Enquanto muitos que viram Para muitos – Apple TVde maior série até hoje – estão clamando pelo que vem a seguir na arrepiante saga utópica (especialmente depois aquele final explosivo da 1ª temporada), criador Vince Gilligan está moderando as expectativas sobre o cronograma de lançamento da 2ª temporada.
Durante um evento do dia da imprensa com curadoria para o streamer no início desta semana, onde Para muitos painéis ocorreram ao lado de outras séries badaladas como Margo tem problemas financeiros e A última coisa que ele me contouo Liberando o mal o ex-aluno observou que ele e seus escritores estão “se dedicando” a uma nova edição.
Adicionando a conversa – moderada pelo ator Samba Schutte, que interpreta o pouco sério e despreocupado Diabaté em Para muitos – Gilligan disse: “E por favor, para todas as pessoas, Deus os abençoe, se você gosta do programa, obrigado. Obrigado por nos trazer aqui neste palco. E leva muito tempo para criar esses episódios. Estamos mais envolvidos no processo neste momento do que eu gostaria, considerando o número de episódios que descobrimos. Mas leva algum tempo, assim como aconteceu na primeira temporada. E agradecemos a paciência de todos. Mas não vai ser O Pitt voltando todos os anos. Eu gostaria que fosse, porque acho que é um show incrível.”
Gilligan, que também atua como produtor executivo, escritor e diretor do veículo Rhea Seehorn, afirmou anteriormente que a gestação da ideia da comédia de ficção científica durou uma década.
Sobre o drama médico processual da HBO Max, o multi-hifenizado acrescentou: “E isso é da velha escola, como costumávamos fazer no Os Arquivos X. Voltaríamos no mesmo mês todos os anos. Não será como O Pitt [laughs]. Voltaremos talvez no mesmo mês. Só a questão de em que ano. Então, obrigado pela sua paciência.”

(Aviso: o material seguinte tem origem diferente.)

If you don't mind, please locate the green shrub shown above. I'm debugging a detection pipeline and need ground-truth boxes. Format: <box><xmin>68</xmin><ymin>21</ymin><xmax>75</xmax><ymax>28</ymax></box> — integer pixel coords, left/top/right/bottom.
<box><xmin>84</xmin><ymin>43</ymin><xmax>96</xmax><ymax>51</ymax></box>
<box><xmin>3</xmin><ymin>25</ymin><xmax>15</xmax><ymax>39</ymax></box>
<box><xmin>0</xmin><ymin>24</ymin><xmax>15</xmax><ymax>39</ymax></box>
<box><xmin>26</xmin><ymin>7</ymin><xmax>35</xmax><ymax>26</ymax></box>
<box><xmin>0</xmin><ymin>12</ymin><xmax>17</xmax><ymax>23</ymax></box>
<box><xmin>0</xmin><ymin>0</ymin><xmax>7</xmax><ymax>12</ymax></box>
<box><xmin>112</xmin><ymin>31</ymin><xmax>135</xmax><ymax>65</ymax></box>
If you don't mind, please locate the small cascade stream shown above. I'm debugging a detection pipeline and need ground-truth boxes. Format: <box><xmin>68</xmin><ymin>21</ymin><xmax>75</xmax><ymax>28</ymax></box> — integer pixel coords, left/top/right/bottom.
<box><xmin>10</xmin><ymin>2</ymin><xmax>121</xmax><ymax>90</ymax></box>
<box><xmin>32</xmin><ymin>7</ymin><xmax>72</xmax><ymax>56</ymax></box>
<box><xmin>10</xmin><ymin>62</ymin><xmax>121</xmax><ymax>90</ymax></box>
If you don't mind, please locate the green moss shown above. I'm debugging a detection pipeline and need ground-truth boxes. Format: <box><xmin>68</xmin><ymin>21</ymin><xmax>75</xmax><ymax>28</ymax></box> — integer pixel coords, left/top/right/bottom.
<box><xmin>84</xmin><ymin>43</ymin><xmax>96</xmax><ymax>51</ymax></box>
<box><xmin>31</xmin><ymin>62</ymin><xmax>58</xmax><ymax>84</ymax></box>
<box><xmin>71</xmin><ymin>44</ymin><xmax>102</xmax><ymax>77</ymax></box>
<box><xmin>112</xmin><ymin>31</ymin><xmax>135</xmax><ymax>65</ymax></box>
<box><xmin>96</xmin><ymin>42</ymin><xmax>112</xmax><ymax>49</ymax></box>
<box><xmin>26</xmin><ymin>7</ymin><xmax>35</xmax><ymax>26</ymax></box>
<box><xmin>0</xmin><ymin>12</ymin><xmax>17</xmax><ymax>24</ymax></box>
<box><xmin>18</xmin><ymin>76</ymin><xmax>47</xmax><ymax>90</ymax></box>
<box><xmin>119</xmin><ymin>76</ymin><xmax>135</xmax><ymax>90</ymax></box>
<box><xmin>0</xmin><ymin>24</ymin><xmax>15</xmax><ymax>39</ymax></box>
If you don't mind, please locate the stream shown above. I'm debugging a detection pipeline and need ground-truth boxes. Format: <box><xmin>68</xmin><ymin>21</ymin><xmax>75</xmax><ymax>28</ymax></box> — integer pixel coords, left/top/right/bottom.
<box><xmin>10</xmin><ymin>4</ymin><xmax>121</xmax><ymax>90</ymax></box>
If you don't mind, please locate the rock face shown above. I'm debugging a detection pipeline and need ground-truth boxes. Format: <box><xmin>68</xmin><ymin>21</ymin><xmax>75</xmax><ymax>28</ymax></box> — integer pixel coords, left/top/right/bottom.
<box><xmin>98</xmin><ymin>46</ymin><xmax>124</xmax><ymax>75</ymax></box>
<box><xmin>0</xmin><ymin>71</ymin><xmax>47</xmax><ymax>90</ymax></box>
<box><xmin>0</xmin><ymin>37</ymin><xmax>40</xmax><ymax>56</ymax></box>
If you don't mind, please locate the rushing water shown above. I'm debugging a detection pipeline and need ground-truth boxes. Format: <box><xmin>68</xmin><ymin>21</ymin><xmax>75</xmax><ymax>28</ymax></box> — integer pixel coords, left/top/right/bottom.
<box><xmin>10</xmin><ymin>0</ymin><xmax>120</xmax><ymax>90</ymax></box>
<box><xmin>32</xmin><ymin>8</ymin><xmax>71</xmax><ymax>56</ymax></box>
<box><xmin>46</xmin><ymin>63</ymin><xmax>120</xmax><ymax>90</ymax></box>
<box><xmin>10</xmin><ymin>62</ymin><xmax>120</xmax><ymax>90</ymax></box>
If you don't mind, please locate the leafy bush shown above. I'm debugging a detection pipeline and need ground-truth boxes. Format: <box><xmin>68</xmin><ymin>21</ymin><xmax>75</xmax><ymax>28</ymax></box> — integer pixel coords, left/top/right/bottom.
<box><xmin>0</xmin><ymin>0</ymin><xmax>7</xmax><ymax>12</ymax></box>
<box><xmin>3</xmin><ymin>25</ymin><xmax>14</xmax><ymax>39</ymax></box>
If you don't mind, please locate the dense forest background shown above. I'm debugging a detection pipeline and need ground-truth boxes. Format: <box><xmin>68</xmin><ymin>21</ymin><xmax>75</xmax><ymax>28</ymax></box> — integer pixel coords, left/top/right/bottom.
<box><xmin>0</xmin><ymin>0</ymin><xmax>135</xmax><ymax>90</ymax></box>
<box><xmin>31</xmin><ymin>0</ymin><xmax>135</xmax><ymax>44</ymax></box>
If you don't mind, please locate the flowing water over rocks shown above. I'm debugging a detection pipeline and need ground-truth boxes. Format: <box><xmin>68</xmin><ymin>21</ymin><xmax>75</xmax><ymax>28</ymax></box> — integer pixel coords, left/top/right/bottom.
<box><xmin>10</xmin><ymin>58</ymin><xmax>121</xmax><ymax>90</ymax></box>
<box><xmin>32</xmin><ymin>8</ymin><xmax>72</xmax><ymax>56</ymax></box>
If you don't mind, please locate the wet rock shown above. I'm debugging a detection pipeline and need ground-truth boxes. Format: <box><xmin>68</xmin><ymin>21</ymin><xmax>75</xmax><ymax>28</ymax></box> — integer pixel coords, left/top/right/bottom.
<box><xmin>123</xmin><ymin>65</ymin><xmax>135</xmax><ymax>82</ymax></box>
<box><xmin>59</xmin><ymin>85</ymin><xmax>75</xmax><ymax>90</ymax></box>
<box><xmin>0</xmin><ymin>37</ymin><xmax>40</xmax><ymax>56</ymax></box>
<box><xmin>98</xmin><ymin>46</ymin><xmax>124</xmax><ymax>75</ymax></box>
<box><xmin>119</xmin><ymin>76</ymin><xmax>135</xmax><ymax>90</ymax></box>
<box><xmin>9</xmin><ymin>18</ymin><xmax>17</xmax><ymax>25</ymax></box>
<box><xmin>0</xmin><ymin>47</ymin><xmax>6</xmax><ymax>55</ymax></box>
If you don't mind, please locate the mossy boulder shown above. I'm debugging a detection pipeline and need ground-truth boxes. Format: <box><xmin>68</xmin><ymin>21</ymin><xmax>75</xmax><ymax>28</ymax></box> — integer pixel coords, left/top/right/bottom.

Mesmo antes de sua estreia de grande sucesso, Para muitos havia marcado um compromisso no início da 2ª temporada. Depois que um vírus transmitido por alienígenas infectou a população mundial com a doença da alegria superabundante, restam pouco mais de uma dúzia de sobreviventes. Entre eles: a rabugenta autora de romances Carol Sturka, que deve, a contragosto, encontrar uma maneira de curar a felicidade da terra.
“Eu odeio pessoas felizes. É por isso que escrevi isso”, Gilligan compartilhou em outro lugar do painel. “Provavelmente durante toda a minha vida – quase 60 anos, estive pensando: ‘O que há com a felicidade?’ Estamos sempre perseguindo isso. É evasivo, mais para algumas pessoas do que para outras.”